Johnny dropped the letters back into his suitcase and sat down on the side of his bed to smoke. His was not the nature to hold a grudge, and Tex seemed to be friendly. Still, his youthful dignity had been very much hurt, and by Tex as much as the other boys. He gave him a supercilious glance.
"I don't know where you get the idea that I'm a quitter," he said pettishly. "First I knew that a bunch of rough-necks could kid me out of a job. Go down to Sinkhole yourself, if you're so anxious about that camp. Furthermore," he added stiffly, "it's nobody's business but mine what I write or study, or where I write and study. So don't set there trying to look wise, Tex—telling me what to do and how to do it. You can't put anything over on me; your work is too raw. Al-to-gether too raw!"
He glanced sidewise at a circular letter he had dropped, picked it up and began reading it slowly, one eye squinted against the smoke of his cigarette, his manner that of supreme indifference to Tex and all his kind. Johnny could be very, very indifferent when he chose.
He did not really believe that Tex was trying to put anything over on him; he just said that to show Tex he didn't give a darn one way or the other.
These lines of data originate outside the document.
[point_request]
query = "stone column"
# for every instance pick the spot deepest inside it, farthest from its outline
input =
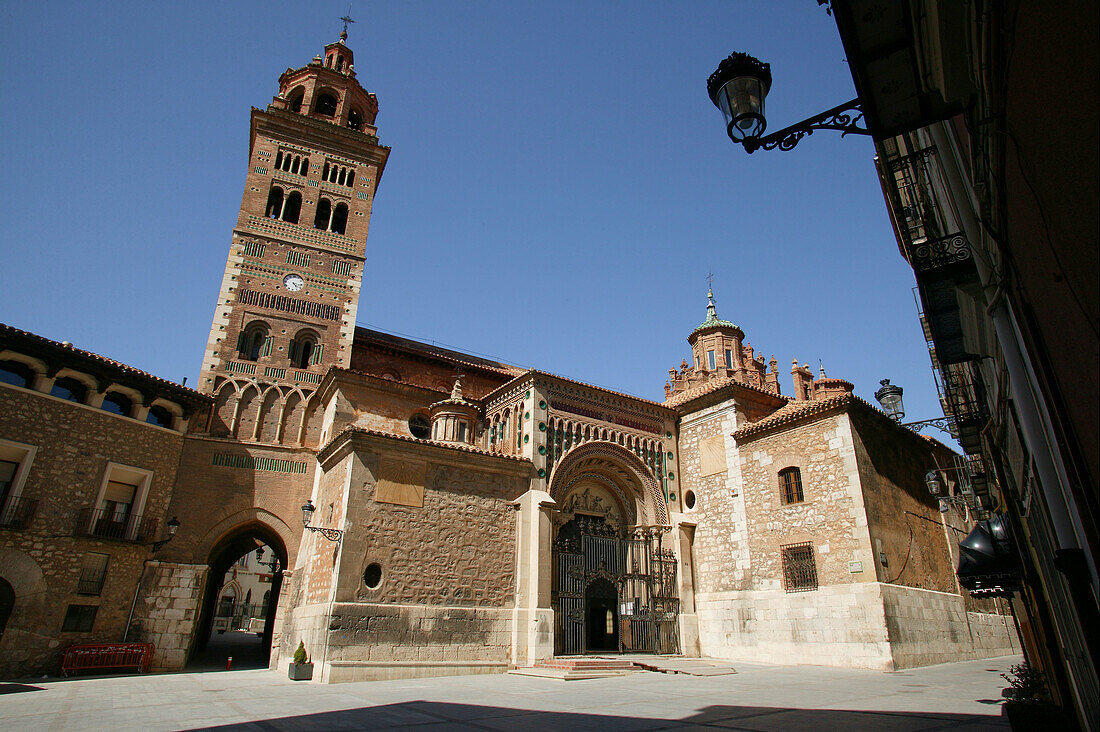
(683, 533)
(532, 619)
But Tex seemed to take it seriously, and glowered at Johnny from under his black eyebrows that had a hawklike arch.
"What yo' all think I'm trying to put over? Hey? What yo' all mean by that statement?"
Johnny looked up, one eye still squinted against the smoke. The other showed surprise back of the indifference. "You there yet?" he wanted to know. "What's the big idea? Gone to roost for the night?"
Tex leaned toward him, waggling one finger at Johnny. The outer end of his eyebrows were twitching—a sign of anger in Tex, as Johnny knew well.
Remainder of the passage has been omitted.